2.3. Growth Of Military Influence

2.3.1. In May 1932, Parliamentary rule in Japan ended effectively and Martial Law was declared.

2.3.2. The military gained effective control of the government. Politicians and the emperor granted concessions to the military in the hope of preventing further political violence.
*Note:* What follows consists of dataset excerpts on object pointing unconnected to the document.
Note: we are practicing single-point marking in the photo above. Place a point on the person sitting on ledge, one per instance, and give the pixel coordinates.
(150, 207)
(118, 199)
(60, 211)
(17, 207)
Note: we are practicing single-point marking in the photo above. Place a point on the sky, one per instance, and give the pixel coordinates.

3. Japan's ambition to establish itself in Asia and Europe

3.1. Conflict with Russia

3.1.1. Rise of Japan was an immediate threat to Russian interests

3.1.2. Sea travel was the most viable route so the Russian Empire developed a sphere of influence in Manchuria and North Eastern China and secured a permanent ice port

3.1.3. Furthermore, Russia attempted to establish a permanent military and naval base in Manchuria-> seen as a security threat to Japan and its interests and influence in Korea

3.1.4. Hence, Japan wanted to initiate a diplomatic agreement whereby Japan offered to accept Russian influence in Manchuria only if Russia accept Japanese influence in Korea

3.1.5. Russia was not interested in reaching a compromise-> regarded Japan as a weaker power as they were from the East

3.1.6. The Japanese government hence declared a war on Russia-> Japan defeated Russia

3.1.7. Treaty of Portsmouth signed after the war->Japan gained control of Liaodong Peninsula, South Manchurian Railway and southern half of Sakharin Island

3.2. Alliance with Britain

3.2.1. Britain was more receptive to the rise of Japan

3.2.2. Signed an alliance with Japan-> Anglo-Japanese alliance

3.2.3. Basis of alliance-> mutual recognition of British and Japan interests in Asia

3.2.4. Hence, Britain recognised Japan's right to defend Korea and Japan recognised Britain's right to defend India

3.2.5. Both countries agreed that China was a place of 'common interest'

3.3. Conflicts with China

3.3.1. First Sino-Japanese war

3.3.2. Japan defeated China and gained control of the Korean Peninsula

3.3.3. Treaty of Shimonoseki-> China was forced to give up control of Korea and Taiwan to Japan

3.3.4. Japan administered Taiwan as its first overseas colony-> embarked on a colonisation process: construction of schools, railways and other modern infrastructure

3.3.5. The Japanese government tried to rule Korea indirectly-> Korean queen tried to expel the Japanese with the help of Russia-> She was assassinated-> annexed Korea and ruled it directly: education in Japanese, forced labour and military services for Koreans, settlement of Japanese migrants and confisctaion of land for Japanese farmers

3.3.6. Twenty-One demands

3.3.7. Japan wanted to expand further into China so it delivered the Twenty-One Demands as an ultimatum to China.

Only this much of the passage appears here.